Requiere un esfuerzo y un conocimiento profundo de la persona objeto de la selección: edad, gustos, extensión, estilo… Requiere también memoria, pues la repetición arruinaría el efecto deseado.
Acaricia los lomos, las páginas, los grabados de los textos. Se pierde entre las ilustraciones. Y, tras la búsqueda entre los candidatos, llega el momento más difícil: el juicio por el que se apoderará de algunos y desechará los otros.
Con sumo cuidado, ocupan su lugar en las bolsas, ya envueltos pero identificados.
El viaje de regreso es más pesado, pero con la levedad del propósito cumplido. Un año más, la ilusión anticipada alimenta su espíritu.
Camina pues, con una sonrisa. No vuelve sobre sus pasos. Prefiere continuar su paseo por esa calle testigo de la historia del Madrid antiguo y tomar un café, como siempre, en el precioso salón del Círculo de Bellas Artes, mientras hojea el periódico, con la bolsa de tesoros adquiridos sobre la silla a su lado.
En una ciudad tan versátil y mutable, salvo la piedra, nada permanece inmóvil y siempre hay nuevas caras, miradas, matices.
A la hora habitual, tomará el metro ya en Banco de España.
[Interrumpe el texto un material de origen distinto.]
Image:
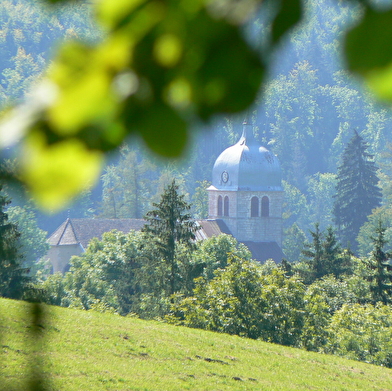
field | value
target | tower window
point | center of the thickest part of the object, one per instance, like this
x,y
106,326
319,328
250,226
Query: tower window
x,y
226,206
265,206
220,206
254,207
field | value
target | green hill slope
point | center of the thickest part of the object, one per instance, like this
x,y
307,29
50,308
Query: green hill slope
x,y
82,350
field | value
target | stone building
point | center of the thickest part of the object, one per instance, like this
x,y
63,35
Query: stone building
x,y
246,193
245,201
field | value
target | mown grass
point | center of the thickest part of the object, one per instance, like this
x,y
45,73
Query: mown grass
x,y
82,350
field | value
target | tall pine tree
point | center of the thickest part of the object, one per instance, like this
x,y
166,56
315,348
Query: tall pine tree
x,y
13,278
380,268
357,192
170,224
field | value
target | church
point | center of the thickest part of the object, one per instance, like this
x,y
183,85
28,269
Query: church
x,y
245,201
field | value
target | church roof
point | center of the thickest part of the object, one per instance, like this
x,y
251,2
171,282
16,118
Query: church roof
x,y
247,166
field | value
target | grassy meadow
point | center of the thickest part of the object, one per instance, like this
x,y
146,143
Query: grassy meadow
x,y
79,350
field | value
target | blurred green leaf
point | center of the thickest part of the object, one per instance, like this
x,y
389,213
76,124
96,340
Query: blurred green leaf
x,y
289,15
368,45
56,173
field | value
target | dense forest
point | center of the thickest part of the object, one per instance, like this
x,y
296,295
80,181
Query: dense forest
x,y
313,115
306,115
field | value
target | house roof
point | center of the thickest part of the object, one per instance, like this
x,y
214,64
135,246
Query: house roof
x,y
211,228
81,231
74,231
262,251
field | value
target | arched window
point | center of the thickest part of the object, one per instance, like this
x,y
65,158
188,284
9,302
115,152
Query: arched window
x,y
254,207
226,206
265,206
220,206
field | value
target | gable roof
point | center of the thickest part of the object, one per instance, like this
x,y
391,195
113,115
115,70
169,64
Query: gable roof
x,y
81,231
74,231
262,251
211,227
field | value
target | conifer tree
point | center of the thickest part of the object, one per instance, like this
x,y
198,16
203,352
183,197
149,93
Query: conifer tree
x,y
357,192
170,224
380,268
13,278
324,255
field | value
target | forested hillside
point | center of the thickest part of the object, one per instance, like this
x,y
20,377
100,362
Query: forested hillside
x,y
306,115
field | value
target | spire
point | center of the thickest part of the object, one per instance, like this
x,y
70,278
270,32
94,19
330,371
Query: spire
x,y
247,136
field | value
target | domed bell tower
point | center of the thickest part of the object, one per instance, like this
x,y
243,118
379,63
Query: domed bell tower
x,y
246,191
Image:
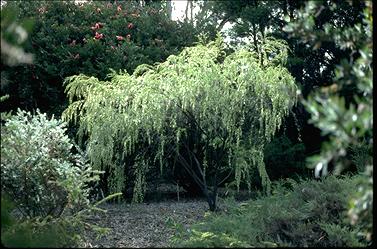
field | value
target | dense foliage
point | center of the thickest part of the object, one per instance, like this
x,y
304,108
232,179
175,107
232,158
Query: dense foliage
x,y
298,214
207,111
347,120
114,35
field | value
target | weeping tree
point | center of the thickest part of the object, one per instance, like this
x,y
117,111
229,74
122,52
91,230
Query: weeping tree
x,y
203,110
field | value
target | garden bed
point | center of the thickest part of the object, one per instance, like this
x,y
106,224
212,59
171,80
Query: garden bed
x,y
146,224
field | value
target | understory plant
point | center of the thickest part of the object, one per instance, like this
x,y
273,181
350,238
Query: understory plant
x,y
202,110
295,215
38,169
47,182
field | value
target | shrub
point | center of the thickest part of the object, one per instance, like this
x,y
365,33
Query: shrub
x,y
283,158
38,170
312,213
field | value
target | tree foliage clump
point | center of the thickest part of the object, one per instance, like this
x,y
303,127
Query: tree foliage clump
x,y
346,118
202,109
118,35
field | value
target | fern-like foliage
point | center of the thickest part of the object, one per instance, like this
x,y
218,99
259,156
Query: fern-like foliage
x,y
230,106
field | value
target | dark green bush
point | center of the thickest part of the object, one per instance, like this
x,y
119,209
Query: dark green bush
x,y
64,43
283,158
312,213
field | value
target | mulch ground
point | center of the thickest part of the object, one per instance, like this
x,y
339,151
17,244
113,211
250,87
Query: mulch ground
x,y
144,225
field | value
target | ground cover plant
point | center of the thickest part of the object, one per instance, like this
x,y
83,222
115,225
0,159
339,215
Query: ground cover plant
x,y
299,214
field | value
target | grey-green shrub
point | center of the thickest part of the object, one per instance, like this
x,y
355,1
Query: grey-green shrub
x,y
38,170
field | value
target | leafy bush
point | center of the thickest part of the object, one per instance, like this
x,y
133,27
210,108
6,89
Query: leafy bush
x,y
38,170
118,35
307,213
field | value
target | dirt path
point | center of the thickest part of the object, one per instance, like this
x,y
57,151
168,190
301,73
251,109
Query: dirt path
x,y
145,225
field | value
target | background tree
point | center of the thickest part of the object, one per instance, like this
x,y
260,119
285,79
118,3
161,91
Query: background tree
x,y
346,119
118,35
249,21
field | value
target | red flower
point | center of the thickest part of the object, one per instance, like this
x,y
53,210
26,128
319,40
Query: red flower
x,y
98,36
96,26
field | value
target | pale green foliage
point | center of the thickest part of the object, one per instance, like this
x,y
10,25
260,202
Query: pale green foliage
x,y
38,169
236,104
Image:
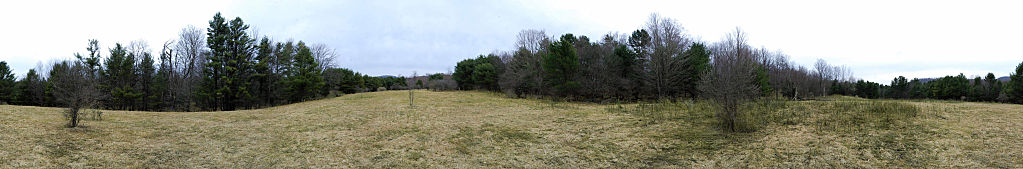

El mejor escenario de fin de fiesta, con La Cibeles como testigo permanente, a los pies del grandioso edificio de Correos y con la puerta de Alcalá al fondo, redondeando la perfección de la escena.
Llegará a casa y ella lo tendrá todo preparado: cada plato en su lugar, el mantel de lino, las copas brillantes, la cubertería que solo se usa en esas fechas especiales. Un olor a asado, mariscos y mermeladas habrá impregnado los ambientes.
Nunca dejó desatendido ningún detalle. Junto a cada plato, un espacio, que ocupará cada pequeño paquete envuelto. Hace años eran menos, pero ha crecido la vida y el número de comensales, lo que otorga aún más emoción.
Mira el reloj y comprueba que aún tienen tiempo para sentarse y tomar una primera copa de vino, cómplices de una tradición conocida pero a la vez siempre sorprendente.
En apenas una horas, la casa familiar, ahora con una tranquilidad solo interrumpida por el sonido de una ópera, se llenará de risas y anécdotas, recuerdos y proyectos. Todos llegarán sabiendo que esa noche volverán a casa con un viaje pendiente, ese al que les trasladarán las páginas de ese libro tan cuidadosamente elegido para ellos por ese esposo, padre y abuelo que, como cada año, les regalará en nochebuena.
Nada más valioso hay que el tiempo dedicado a esa selección personalizada, que a su vez le regalará a cada lector esos momentos para el disfrute del milagro oculto entre las líneas.